Michael A. Gottfried y Gilberto Q. Conchas, acaban de publicar su libro When School Policies Backfire. How well-intended measures can harm our most vulnerable students (Harvard University Press) que en español titularíamos: Cuando los políticas escolares son contraproducentes. Cómo buenas intenciones pueden dañar a los estudiantes más vulnerables. Basado en casos de estudio, Gottfried y Conchas muestran los efectos negativos que generaron políticas bien intencionadas en el campo educativo y enfatizan la responsabilidad que tienen los hacedores de política y los investigadores con el bienestar de los estudiantes más pobres.
Tengo cierto optimismo de que a medida que el cambio generacional ocurra, la personificación de la política pública irá disminuyendo. No hay que olvidar que las reglas —o institucionalidad— bajo la que operaba la política educativa en tiempos de Solana era muy distinta a la de ahora. La oposición carecía de fuerza real para llamar a cuentas a un secretario de Estado, los organismos de la sociedad civil eran escasos, la prensa no mostraba la pluralidad de ahora, las redes sociales eran inexistentes y la competencia político-partidista era irrelevante para mantenerse en el puesto. Aunque aún falta mucho para hacer que los funcionarios se hagan responsables de sus actos, parece evidente que la personificación no fructifica a medida que la democracia se expande.
Ahora, error que cometa un funcionario sale a la luz pública en tiempo record y puede dañarlo profundamente.
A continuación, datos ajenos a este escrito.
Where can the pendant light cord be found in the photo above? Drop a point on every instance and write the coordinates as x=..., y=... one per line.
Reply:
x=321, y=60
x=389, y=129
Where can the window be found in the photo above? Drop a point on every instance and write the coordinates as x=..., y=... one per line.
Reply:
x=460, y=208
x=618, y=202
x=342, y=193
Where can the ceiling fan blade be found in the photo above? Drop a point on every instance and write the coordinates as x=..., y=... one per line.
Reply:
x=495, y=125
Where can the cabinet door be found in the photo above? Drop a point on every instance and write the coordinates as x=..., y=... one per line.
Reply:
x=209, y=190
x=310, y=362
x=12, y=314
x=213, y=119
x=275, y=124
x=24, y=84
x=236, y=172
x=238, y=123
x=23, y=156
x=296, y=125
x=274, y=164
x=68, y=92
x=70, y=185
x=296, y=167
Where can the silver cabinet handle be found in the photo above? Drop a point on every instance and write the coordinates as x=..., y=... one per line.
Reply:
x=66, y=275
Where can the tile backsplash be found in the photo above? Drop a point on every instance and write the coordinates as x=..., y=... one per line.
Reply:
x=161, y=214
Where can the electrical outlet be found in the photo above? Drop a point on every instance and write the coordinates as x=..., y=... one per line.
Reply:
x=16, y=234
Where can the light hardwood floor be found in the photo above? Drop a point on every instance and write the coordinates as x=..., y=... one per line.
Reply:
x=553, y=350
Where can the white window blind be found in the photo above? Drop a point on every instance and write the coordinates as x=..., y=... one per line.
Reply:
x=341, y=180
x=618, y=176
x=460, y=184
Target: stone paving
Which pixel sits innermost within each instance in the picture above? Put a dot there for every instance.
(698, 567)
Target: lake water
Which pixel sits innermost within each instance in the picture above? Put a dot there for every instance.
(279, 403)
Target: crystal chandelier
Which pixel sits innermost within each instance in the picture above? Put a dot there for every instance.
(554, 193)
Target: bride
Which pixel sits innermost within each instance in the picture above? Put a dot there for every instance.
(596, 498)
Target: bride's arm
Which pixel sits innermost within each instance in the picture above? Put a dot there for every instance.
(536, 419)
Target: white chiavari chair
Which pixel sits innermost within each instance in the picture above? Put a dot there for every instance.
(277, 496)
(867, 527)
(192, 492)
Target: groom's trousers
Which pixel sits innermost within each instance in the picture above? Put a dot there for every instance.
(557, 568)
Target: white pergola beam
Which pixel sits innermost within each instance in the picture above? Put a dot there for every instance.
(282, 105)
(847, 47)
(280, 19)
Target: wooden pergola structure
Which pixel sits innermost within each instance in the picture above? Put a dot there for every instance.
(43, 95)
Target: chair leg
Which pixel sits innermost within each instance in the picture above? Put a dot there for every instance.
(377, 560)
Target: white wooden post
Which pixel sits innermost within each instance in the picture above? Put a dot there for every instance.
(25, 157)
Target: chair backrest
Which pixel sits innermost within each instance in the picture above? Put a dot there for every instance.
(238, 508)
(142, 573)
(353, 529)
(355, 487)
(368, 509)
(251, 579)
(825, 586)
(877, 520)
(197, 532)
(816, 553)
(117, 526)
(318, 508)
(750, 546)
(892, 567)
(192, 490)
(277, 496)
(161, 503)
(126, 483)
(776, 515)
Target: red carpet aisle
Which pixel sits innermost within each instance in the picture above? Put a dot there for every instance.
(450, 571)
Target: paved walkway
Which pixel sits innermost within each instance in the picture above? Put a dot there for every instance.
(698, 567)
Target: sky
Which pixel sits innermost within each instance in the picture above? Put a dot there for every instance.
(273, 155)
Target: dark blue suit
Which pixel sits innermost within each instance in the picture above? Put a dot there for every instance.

Si no me cree, repasemos el caso de Fausto Alzati, ex secretario de Educación Pública en el sexenio de Ernesto Zedillo (1995-2000), quien fue entonces separado del cargo por mostrar grados académicos que no poseía. Luego, con el regreso del PRI en este sexenio, volvió a ser removido del puesto de Director General de Televisión Educativa por irrumpir violentamente en una lectura de poesía en la SEP e “invitar” a los asistentes a que gritaran porras al presidente Peña Nieto. El servilismo fue disfuncional.
Dada la complejidad de los problemas educativos del país, un solo actor, por más poderoso, “comprometido” o imaginativo que sea, ya no puede impulsar por sí mismo los cambios que quiere y desea. Su actuación está enmarcada en una base sumamente frágil. La condiciona un tablero político y democrático, en donde él —o ella— sólo son una parte. No entender esta nueva realidad sólo va a perjudicar trayectorias políticas, académicas e intelectuales y vamos a experimentar aún más, frustración social.